Le professeur des universités Gabriel Galvez-Behar dénonce, dans une tribune au « Monde », la dégradation des conditions de vie des étudiants et réclame au ministère de l’enseignement supérieur des moyens pour y faire face.
Tribune. L’accueil des étudiants en présentiel, décidé par le président de la République le 21 janvier, permettra peut-être de limiter les effets nocifs d’un enseignement à distance imposé. La mise en place de cette mesure est cependant difficile du fait des contraintes – une limite à 20 % des capacités d’accueil, les problèmes de restauration des étudiants –, du retard mis à fixer le cadre réglementaire – le décret autorisant ce retour a été publié plus d’une semaine après l’annonce – et enfin de la versatilité des décisions – celle du chef de l’Etat annulant celles que le premier ministre avait prises une semaine plus tôt. (...)
Ces incohérences ne contribuent pas à entretenir la mobilisation de la communauté universitaire ; elles nourrissent plutôt son sentiment de découragement.
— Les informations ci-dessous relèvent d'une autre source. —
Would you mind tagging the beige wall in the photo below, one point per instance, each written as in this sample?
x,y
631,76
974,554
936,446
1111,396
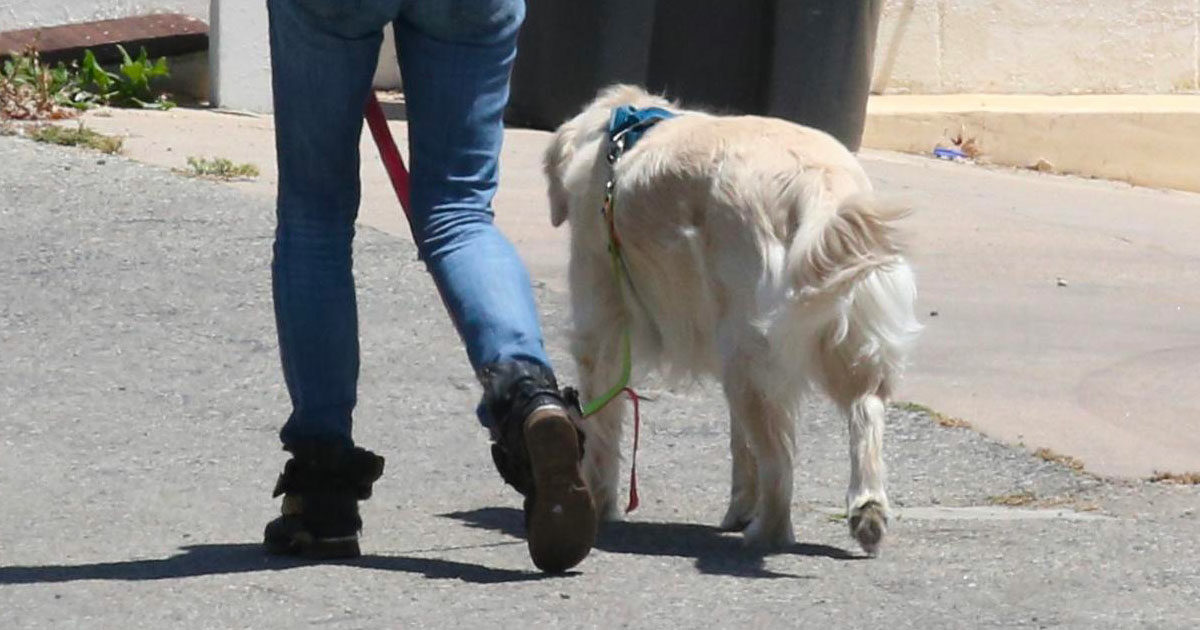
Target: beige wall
x,y
1038,47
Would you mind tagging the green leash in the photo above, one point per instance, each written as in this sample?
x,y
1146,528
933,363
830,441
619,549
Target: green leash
x,y
627,363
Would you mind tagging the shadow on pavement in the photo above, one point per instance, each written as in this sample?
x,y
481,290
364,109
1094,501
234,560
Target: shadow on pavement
x,y
715,552
216,559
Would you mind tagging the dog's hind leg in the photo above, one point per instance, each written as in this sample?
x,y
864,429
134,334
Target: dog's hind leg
x,y
867,503
769,435
744,484
601,449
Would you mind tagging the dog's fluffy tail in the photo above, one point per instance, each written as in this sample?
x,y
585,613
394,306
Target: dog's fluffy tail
x,y
852,298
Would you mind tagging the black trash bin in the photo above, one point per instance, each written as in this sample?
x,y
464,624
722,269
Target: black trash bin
x,y
568,49
803,60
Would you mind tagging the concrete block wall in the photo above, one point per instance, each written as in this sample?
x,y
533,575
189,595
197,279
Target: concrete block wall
x,y
239,63
1038,47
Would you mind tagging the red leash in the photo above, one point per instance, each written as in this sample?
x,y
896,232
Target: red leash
x,y
391,160
394,165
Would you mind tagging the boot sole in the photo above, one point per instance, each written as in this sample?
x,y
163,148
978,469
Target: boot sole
x,y
301,546
562,526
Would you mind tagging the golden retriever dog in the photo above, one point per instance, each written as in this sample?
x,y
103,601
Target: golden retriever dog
x,y
756,253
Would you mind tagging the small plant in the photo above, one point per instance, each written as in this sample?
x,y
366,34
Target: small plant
x,y
1182,479
1014,499
940,418
31,90
219,168
78,136
130,85
1062,460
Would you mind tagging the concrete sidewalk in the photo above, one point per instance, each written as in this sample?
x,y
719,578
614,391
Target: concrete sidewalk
x,y
1104,369
1144,139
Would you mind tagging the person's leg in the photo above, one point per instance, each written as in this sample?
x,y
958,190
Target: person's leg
x,y
321,82
456,63
323,58
455,58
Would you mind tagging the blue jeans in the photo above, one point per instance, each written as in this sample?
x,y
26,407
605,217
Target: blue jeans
x,y
455,57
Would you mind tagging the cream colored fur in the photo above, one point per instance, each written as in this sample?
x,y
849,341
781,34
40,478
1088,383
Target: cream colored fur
x,y
759,256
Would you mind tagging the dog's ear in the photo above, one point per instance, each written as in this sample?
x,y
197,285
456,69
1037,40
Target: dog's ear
x,y
557,159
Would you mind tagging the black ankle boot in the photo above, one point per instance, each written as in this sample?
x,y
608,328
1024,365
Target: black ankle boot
x,y
538,449
322,486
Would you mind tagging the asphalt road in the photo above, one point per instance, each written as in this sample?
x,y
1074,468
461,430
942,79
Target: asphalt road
x,y
141,396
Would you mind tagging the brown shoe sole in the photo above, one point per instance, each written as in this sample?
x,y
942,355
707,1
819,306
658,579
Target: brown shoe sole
x,y
562,522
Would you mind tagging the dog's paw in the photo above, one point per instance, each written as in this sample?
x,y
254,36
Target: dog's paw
x,y
737,519
868,526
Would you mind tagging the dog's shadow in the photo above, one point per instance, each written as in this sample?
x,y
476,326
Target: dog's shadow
x,y
240,558
715,552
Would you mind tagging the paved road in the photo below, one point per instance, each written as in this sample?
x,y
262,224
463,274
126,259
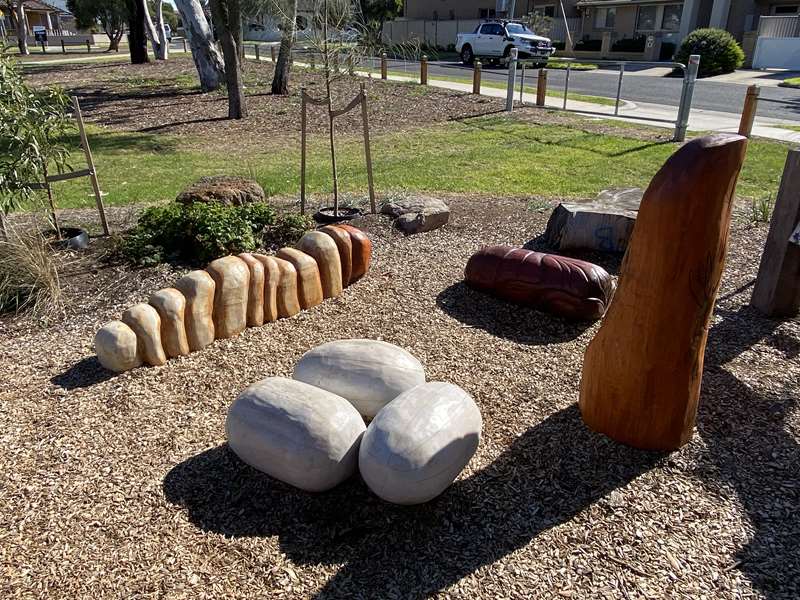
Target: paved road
x,y
710,95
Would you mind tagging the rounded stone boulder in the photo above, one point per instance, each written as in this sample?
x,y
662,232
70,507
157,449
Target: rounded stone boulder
x,y
368,373
416,446
117,348
294,432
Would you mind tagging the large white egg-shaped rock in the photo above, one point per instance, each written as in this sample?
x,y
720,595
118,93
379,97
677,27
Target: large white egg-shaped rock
x,y
418,444
297,433
369,373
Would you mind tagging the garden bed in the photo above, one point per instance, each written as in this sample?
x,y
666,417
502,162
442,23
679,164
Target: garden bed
x,y
122,486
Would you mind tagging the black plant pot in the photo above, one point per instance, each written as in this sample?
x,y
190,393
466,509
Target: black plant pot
x,y
326,214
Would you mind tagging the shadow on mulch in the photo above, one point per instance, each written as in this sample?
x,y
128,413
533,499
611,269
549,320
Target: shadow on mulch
x,y
548,475
520,324
84,373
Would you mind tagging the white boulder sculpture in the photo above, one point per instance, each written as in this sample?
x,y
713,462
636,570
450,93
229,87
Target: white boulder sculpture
x,y
368,373
416,446
294,432
116,347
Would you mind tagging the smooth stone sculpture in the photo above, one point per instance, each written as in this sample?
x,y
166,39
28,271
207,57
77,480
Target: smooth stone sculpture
x,y
294,432
146,324
416,446
323,249
232,278
309,284
362,251
272,276
345,246
642,371
171,307
198,289
368,373
117,348
288,301
564,286
255,293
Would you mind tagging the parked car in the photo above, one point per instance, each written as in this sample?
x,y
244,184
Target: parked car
x,y
494,40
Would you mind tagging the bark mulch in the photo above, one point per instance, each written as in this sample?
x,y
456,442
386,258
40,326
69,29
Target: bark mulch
x,y
121,486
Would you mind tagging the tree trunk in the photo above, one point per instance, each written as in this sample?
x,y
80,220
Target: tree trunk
x,y
222,10
22,28
642,371
137,40
205,53
280,82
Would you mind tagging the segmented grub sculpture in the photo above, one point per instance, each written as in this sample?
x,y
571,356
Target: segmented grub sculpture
x,y
642,371
232,293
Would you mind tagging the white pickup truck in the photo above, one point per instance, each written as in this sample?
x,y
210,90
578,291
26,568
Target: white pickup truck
x,y
493,40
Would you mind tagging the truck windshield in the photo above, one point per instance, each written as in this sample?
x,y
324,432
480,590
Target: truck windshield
x,y
517,28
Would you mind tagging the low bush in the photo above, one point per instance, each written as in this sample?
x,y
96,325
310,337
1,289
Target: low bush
x,y
201,232
719,52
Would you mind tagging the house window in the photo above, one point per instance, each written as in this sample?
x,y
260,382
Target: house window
x,y
604,18
671,21
646,21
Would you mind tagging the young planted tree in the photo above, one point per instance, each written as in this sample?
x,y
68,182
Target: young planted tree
x,y
206,55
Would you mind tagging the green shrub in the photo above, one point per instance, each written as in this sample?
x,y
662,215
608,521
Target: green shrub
x,y
201,232
719,52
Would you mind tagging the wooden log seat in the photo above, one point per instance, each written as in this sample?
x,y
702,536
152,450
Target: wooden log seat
x,y
557,284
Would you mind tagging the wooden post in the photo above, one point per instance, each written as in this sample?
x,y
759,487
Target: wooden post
x,y
367,151
541,87
777,289
98,196
476,77
303,111
749,110
642,371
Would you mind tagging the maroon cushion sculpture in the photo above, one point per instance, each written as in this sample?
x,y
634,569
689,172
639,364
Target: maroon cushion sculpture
x,y
564,286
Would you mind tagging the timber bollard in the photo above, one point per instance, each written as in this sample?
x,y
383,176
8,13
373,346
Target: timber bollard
x,y
541,87
749,110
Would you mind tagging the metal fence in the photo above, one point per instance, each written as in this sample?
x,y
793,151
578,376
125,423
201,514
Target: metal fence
x,y
684,107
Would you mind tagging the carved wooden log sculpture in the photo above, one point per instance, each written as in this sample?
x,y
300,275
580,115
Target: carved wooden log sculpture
x,y
309,284
642,371
565,286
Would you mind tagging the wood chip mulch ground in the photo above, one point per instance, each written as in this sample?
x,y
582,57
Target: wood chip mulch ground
x,y
122,486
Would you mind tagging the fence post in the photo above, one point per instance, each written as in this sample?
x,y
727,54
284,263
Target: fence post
x,y
512,80
749,110
777,289
682,122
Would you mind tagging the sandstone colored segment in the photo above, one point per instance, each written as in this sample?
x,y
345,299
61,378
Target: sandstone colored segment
x,y
232,278
171,307
198,289
345,246
117,348
362,251
146,323
309,284
323,249
272,276
255,295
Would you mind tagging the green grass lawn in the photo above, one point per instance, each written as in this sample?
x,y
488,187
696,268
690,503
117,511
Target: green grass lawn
x,y
491,155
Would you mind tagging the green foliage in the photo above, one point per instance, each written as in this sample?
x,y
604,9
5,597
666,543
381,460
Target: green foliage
x,y
719,52
201,232
31,123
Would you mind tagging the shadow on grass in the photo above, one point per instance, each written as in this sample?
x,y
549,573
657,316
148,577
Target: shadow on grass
x,y
548,475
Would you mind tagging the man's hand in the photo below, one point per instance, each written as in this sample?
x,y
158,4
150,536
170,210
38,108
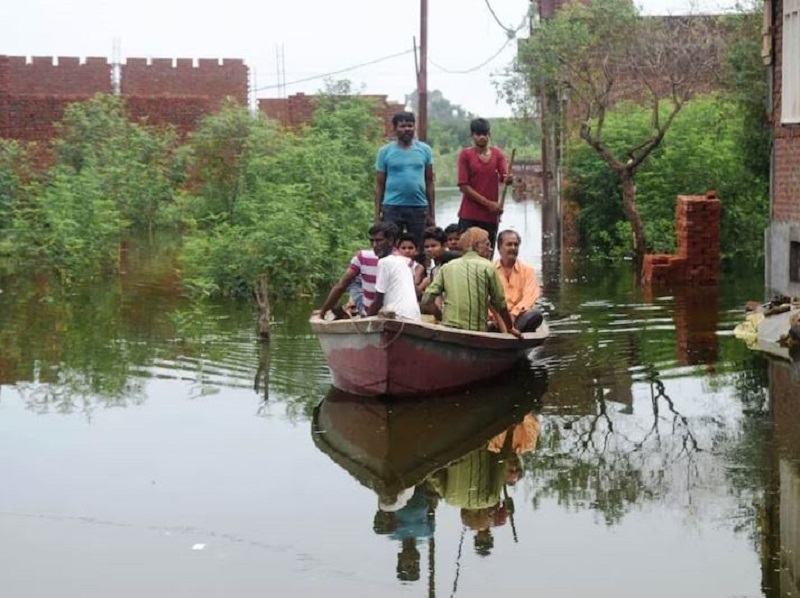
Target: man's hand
x,y
495,208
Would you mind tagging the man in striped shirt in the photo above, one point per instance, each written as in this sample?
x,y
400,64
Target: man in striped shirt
x,y
469,285
361,273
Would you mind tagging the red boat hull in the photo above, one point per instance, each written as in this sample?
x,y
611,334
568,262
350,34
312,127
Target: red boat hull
x,y
374,356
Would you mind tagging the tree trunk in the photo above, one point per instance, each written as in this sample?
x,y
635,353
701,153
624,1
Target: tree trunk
x,y
632,212
262,299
En effet, cet épisode est le dernier d’une longue série d’atermoiements qui caractérisent la gestion de la crise par le ministère de l’enseignement supérieur. Curieusement, au début de l’année universitaire, ce dernier a fait preuve d’une détermination autrement plus forte pour mener à son terme une loi de programmation de la recherche critiquée par la quasi-unanimité de la communauté, ou pour laisser entamer les prérogatives du Conseil national des universités. Il a ainsi choisi ses priorités, laissant les établissements et leurs personnels préparer une rentrée de septembre souvent avec les moyens du bord.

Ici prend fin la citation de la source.